Müslim'de Ebü Humeyd'den gelen bir rivâyette şöyle buyurulmuştur: "Biz, geceleyin dağarcıkları bağlamakla emrolunduk. Kapıların da geceleyin örtülmesiyle emrolunduk."

Hadisin kaynağı önceki hadisin bâblarıdır. Rivayet Ebü Dâvud'da da gelmiştir. Eşribe 22, (3734).

MÜTEFERRİK HADİSLER

2234 - Hz. Aişe (radıyallâhu anhâ) anlatıyor: "Resülullah (aleyhissalatu vesselâm)'a es-Sükyâ kuyularından tatlı su getirilirdi."

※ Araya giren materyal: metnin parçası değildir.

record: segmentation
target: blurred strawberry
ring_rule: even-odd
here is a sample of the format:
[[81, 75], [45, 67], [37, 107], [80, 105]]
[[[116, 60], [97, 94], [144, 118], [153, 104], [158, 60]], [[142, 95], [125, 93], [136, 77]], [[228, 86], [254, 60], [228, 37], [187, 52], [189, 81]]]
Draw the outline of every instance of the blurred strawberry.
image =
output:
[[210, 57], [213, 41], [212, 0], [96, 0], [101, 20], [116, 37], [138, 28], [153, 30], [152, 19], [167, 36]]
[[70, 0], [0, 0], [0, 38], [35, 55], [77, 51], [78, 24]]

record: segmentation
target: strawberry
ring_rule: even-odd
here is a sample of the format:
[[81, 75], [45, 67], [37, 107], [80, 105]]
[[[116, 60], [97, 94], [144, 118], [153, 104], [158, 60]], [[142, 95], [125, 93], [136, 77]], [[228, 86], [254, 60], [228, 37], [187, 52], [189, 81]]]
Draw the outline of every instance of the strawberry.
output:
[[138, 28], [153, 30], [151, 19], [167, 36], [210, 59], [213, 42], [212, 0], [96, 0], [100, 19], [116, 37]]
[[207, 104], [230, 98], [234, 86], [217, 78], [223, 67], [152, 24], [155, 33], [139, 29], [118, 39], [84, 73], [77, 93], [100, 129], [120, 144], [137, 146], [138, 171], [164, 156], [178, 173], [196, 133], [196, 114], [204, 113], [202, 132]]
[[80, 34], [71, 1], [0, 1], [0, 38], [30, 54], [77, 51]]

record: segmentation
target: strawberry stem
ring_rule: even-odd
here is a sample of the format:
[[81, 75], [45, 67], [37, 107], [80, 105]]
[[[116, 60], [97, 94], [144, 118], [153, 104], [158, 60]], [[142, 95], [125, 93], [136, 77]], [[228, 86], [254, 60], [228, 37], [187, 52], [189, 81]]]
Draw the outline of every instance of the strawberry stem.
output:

Kuteybe der ki: "O (es-Sükyâ) Medîne ile Mekke arasında iki günlük mesafe bulunan bir göze idi."

Ebü Dâvud, Eşribe 22, (3735).

2235 - Hz. Câbir (radıyallâhu anh) anlatıyor: "Resülullah (aleyhissalâtu vesselâm) Ensâr'dan bir zâtın bahçesine girdi. Bu sırada adam, bahçeye su çevirmekte idi. Resüllulah (aleyhissalâtu vesselâm):

"Yanınızda şenne (eskimiş tuluk) içerisinde akşamdan kalma suyunuz varsa (ver de içelim), yoksa, akan sudan ağzımızla içeriz" buyurdu. Adam:

"Evet yanımda soğuk su var!" deyip, kulübeye giderek bir bardağa su koydu, sonra da üzerine bir keçiden süt sağdı. Efendimiz ondan içti."

Buhari, Eşribe 14, 20; Ebü Dâvud, Eşribe 18, (3724).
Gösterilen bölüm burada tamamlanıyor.